Virtual screening methodologies are used to identify a limited number of promising compounds from the huge number of possibilities present in chemical libraries. This reduces cost and time associated with the identification of good drug targets.
For example, the Zinc Database (USCF) contains over 35 million compounds. Finding a small group of target molecules that the researcher should approach is extremely important. Identifying the right molecule requires a good understanding of its 3D structure, atomic properties, and interactions with proteins and other parts of the cell.
Cancer treatment is an exceptionally challenging area of drug discovery. Targeting cancerous cells while minimizing the toxic effects of the treatment is highly difficult. With targeted cancer therapies, treatment can be personalized and toxicity reduced. With this, a patient has the best chance of successful treatment.
Researchers have recently identified a small molecule called Curaxin as having superior anti-cancer properties and reduced toxicity compared to many other “traditional” treatment methods like chemotherapy. This small molecule works by activating p53 and inhibiting nuclear factor kB.
To test the T-Bioinfo platform’s ability to identify molecules similar in activity to Curaxin, Pine Biotech uses several improved molecular screening methods to guide drug discovery.

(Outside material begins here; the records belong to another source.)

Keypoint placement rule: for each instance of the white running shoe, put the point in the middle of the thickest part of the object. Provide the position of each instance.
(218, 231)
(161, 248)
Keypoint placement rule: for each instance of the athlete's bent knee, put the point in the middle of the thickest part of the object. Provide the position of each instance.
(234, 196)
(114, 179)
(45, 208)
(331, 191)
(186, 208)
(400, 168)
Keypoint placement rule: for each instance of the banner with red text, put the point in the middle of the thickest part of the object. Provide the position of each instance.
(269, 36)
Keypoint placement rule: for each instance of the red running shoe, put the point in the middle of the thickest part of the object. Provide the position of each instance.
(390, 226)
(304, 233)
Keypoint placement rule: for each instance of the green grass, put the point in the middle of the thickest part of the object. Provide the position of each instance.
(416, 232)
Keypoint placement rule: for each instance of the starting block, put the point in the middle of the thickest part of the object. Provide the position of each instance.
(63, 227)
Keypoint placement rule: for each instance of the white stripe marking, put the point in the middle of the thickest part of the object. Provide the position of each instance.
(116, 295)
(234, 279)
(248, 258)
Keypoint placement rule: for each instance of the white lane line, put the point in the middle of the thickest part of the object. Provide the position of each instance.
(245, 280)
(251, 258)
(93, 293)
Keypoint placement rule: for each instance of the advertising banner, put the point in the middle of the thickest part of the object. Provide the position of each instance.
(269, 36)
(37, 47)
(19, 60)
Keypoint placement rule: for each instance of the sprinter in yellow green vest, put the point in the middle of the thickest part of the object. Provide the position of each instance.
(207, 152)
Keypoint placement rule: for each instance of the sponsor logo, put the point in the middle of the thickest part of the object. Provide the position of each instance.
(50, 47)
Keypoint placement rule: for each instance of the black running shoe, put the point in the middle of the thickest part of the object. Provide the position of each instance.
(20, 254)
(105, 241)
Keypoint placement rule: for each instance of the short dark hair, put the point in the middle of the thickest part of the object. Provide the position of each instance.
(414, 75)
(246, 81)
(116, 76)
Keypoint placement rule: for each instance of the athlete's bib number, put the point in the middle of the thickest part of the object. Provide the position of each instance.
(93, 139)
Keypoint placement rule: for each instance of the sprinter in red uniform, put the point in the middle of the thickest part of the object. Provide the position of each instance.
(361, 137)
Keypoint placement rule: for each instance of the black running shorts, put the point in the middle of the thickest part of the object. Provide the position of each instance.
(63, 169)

The library of small molecules includes TRYPOS key based approach to better characterize the physiochemical properties of the molecules, linear representation to allow for faster screening and a clustering process to dramatically increase efficiency and provide sufficient levels of accuracy.
This can be shown with the visual above: as Pine Biotech (QAlign) identified eighteen molecules with the same active ingredient as Curaxin, while MolSoft, an industry standard only identified seven molecules.